You know the republic is off the rails when we have holidays devoted to presidents rather than Speakers of the House. The way I read (and teach) the Constitution is that Congress has more power — way more — than the executive branch. Presidents used to be figure heads that we wheeled out for ribbon-cutting ceremonies. Then war happened — whether on rebels, poverty, drugs, or communism.
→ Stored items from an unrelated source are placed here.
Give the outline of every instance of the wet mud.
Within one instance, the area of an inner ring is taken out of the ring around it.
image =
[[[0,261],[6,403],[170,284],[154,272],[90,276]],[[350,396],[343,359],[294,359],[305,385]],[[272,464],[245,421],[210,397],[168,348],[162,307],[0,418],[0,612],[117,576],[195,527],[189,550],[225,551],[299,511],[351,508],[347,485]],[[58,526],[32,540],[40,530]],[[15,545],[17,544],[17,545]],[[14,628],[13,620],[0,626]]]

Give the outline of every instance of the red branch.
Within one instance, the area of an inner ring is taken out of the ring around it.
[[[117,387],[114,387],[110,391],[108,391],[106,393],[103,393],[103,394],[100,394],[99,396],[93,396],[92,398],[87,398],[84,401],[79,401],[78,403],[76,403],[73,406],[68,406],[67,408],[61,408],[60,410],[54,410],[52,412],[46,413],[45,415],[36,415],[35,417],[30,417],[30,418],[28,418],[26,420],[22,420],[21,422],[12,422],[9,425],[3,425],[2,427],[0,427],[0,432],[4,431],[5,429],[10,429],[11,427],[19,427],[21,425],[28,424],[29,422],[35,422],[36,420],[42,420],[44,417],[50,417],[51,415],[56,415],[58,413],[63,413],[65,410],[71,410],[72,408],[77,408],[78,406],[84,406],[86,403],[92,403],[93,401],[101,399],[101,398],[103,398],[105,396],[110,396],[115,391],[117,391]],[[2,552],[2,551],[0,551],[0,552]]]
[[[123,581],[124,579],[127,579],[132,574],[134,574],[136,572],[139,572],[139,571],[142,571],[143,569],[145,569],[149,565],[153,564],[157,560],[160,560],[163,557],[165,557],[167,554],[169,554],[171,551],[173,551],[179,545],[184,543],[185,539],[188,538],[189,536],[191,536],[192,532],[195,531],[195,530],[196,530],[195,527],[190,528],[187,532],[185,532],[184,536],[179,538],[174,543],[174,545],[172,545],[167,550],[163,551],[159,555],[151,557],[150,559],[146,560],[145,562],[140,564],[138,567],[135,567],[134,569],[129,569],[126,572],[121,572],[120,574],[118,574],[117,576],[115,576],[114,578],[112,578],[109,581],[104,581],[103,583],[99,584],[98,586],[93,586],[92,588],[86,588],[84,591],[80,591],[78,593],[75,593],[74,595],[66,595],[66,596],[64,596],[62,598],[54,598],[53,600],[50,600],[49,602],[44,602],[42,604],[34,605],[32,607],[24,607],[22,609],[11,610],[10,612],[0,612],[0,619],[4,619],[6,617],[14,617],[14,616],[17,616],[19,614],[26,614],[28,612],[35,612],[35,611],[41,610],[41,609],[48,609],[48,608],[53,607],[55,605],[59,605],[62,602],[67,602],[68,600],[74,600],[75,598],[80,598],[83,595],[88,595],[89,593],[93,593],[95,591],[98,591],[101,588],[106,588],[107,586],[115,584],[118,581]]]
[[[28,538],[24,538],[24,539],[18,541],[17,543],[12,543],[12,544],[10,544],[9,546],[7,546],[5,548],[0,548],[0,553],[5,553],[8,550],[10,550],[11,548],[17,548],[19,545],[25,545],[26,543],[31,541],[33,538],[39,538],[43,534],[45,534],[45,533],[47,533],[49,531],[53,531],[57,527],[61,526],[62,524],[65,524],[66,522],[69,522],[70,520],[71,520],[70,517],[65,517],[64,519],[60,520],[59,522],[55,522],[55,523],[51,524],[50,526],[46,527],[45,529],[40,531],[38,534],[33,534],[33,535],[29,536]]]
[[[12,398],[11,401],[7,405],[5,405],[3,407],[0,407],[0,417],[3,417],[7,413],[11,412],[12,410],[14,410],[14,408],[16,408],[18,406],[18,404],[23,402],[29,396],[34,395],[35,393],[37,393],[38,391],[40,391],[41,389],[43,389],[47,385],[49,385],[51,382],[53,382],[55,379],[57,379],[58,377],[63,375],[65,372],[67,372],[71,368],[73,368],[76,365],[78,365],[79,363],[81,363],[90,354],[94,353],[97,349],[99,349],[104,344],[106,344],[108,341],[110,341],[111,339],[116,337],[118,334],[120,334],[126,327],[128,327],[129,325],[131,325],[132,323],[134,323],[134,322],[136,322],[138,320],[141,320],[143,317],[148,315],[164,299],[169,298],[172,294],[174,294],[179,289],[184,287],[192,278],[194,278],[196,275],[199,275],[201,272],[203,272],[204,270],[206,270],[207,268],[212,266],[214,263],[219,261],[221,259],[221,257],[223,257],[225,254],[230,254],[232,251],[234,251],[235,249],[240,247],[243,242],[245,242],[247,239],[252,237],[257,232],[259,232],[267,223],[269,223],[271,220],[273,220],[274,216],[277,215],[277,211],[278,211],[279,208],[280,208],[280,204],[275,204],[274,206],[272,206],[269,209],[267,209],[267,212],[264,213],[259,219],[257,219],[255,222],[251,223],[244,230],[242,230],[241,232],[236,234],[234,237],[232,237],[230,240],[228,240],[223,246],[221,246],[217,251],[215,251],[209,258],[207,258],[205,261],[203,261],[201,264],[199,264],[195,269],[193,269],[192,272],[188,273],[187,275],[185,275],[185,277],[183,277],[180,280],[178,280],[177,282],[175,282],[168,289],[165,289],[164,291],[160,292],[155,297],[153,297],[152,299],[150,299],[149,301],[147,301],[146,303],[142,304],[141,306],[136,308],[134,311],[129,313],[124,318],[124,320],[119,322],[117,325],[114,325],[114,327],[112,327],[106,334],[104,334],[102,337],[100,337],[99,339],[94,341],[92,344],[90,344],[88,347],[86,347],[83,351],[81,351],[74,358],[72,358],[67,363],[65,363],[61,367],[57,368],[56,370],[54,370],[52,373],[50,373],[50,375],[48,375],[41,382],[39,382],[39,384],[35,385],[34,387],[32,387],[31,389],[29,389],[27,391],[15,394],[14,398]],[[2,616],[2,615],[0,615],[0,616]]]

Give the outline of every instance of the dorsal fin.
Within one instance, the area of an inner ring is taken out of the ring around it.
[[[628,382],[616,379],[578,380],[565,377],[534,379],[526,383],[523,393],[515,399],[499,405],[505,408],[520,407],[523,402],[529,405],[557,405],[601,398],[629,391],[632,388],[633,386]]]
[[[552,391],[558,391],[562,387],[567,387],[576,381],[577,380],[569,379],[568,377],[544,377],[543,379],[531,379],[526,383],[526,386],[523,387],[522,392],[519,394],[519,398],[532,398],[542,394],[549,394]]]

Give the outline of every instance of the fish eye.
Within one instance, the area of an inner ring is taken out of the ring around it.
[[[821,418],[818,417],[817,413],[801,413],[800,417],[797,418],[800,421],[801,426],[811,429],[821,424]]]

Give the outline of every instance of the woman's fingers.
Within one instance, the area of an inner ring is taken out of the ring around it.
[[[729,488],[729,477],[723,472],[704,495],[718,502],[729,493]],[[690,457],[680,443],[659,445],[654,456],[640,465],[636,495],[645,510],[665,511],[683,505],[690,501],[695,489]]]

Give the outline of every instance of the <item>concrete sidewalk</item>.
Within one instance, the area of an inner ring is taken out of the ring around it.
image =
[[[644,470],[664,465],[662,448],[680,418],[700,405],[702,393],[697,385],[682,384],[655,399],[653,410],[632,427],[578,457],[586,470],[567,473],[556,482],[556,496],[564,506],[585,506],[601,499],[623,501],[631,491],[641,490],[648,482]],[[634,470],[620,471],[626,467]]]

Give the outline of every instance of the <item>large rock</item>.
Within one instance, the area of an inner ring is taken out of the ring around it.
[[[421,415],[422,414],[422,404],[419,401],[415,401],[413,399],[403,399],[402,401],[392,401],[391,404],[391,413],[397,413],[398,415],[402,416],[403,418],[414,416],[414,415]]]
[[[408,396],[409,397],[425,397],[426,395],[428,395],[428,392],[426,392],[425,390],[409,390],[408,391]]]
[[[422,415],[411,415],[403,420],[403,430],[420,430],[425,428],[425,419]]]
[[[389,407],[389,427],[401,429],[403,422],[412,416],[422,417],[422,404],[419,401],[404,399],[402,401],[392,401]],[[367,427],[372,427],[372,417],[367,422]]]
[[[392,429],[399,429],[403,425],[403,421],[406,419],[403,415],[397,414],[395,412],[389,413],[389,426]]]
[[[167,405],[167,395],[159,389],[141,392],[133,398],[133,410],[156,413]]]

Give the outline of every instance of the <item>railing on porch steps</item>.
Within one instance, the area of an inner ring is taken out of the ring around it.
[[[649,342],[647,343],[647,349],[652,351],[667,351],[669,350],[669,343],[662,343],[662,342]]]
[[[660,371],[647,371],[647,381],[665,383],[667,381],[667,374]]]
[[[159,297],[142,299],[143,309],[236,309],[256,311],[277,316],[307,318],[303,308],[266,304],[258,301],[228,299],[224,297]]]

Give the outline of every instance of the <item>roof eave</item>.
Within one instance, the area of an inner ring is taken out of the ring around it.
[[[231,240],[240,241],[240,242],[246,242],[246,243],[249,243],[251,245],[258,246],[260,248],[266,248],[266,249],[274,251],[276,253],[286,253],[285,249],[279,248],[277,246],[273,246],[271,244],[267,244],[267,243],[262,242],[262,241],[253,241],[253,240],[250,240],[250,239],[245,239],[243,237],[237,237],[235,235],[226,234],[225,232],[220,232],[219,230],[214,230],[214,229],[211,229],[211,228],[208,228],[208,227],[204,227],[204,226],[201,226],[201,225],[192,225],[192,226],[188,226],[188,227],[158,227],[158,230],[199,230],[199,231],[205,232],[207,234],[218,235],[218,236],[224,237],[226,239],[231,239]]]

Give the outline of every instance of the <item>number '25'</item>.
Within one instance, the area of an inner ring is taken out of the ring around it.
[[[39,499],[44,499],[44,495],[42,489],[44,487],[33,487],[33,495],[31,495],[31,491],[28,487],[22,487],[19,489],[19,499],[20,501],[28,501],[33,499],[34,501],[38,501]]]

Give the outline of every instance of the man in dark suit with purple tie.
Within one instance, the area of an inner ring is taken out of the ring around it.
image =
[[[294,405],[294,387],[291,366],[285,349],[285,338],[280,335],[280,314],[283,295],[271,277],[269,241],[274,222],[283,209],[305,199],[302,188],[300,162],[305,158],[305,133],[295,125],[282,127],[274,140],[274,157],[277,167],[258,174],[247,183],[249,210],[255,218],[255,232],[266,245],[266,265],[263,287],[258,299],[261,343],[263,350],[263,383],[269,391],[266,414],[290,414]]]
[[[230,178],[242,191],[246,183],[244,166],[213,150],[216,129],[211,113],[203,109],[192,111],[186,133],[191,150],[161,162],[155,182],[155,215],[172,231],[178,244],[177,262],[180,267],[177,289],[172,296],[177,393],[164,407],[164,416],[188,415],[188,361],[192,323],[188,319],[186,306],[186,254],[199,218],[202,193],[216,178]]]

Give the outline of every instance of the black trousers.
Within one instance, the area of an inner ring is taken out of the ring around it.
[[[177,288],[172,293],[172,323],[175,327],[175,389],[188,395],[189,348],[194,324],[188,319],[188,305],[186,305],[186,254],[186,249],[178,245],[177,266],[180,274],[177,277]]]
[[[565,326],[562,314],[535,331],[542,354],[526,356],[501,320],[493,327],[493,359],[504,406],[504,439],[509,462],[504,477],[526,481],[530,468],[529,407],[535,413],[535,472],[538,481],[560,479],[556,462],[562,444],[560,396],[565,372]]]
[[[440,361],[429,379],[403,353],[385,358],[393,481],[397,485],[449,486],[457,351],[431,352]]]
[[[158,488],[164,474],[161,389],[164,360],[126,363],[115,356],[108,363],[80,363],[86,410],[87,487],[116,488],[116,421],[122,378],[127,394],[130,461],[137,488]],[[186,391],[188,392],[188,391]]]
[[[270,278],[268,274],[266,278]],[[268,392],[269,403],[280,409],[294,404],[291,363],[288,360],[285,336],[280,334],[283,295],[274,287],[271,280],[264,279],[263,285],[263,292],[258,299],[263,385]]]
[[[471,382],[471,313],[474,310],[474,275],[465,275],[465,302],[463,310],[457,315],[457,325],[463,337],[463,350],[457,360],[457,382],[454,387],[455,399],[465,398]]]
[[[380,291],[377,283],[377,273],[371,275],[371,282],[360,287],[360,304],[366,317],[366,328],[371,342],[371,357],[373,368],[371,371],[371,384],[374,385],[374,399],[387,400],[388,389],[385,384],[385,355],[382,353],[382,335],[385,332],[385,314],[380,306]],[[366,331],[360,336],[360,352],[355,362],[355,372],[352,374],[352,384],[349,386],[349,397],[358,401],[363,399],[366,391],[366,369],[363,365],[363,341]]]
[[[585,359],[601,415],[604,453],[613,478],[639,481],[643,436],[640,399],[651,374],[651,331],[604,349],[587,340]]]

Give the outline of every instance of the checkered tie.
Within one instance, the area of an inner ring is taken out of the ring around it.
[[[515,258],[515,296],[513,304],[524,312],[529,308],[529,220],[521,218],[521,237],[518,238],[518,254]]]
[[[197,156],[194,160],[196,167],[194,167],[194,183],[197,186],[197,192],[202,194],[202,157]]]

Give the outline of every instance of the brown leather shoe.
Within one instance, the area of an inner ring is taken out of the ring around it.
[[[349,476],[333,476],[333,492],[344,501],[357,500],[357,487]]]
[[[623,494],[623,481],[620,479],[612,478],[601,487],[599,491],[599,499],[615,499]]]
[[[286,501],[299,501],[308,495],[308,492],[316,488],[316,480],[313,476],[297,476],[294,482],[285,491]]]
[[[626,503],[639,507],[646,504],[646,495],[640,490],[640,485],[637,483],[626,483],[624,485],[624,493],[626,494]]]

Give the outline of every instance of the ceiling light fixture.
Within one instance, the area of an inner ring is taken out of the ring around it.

There went the legislative branch as the most important in the national government.
But for anyone wanting to be a little devilish on this holiday, why not rival George Washington and Abraham Lincoln with the First Speaker of the House — wait for it — Frederic Augustus Conrad Muhlenberg (and all subsequent Speakers of the House):
MUHLENBERG, Frederick Augustus Conrad, (brother of John Peter Gabriel Muhlenberg, uncle of Francis Swaine Muhlenberg and of Henry Augustus Philip Muhlenberg, and great–great–grand uncle of Frederick Augustus Muhlenberg), a Delegate and a Representative from Pennsylvania; born in Trappe, Pa., January 1, 1750; pursued an academic course; attended the University of Halle, Germany; studied theology and was ordained by the ministerium of Pennsylvania a minister of the Lutheran Church October 25, 1770; preached in Stouchsburg and Lebanon, Pa., 1770-1774, and in New York City 1774-1776; when the British entered New York he felt obliged to leave, and returned to Trappe, Pa.; moved to New Hanover, Pa., and was pastor there and in Oley and New Goshenhoppen until August 1779; Member of the Continental Congress, 1779-1780; member of the Pennsylvania state house of representatives, 1780-1783, and its speaker, 1780-1783; delegate to and president of the Pennsylvania state constitutional convention in 1787 called to ratify the Federal Constitution; elected as a Pro-Administration candidate to the First Congress, reelected as an Anti-Administration candidate to the Second and Third Congresses, and elected as a Republican to the Fourth Congress (March 4, 1789-March 3, 1797); Speaker of the House of Representatives (First and Third Congresses); was not a candidate for renomination in 1796; president of the council of censors of Pennsylvania; receiver general of the Pennsylvania Land Office, 1800-1801; died in Lancaster, Pa., June 4, 1801; interment in Woodward Hill Cemetery.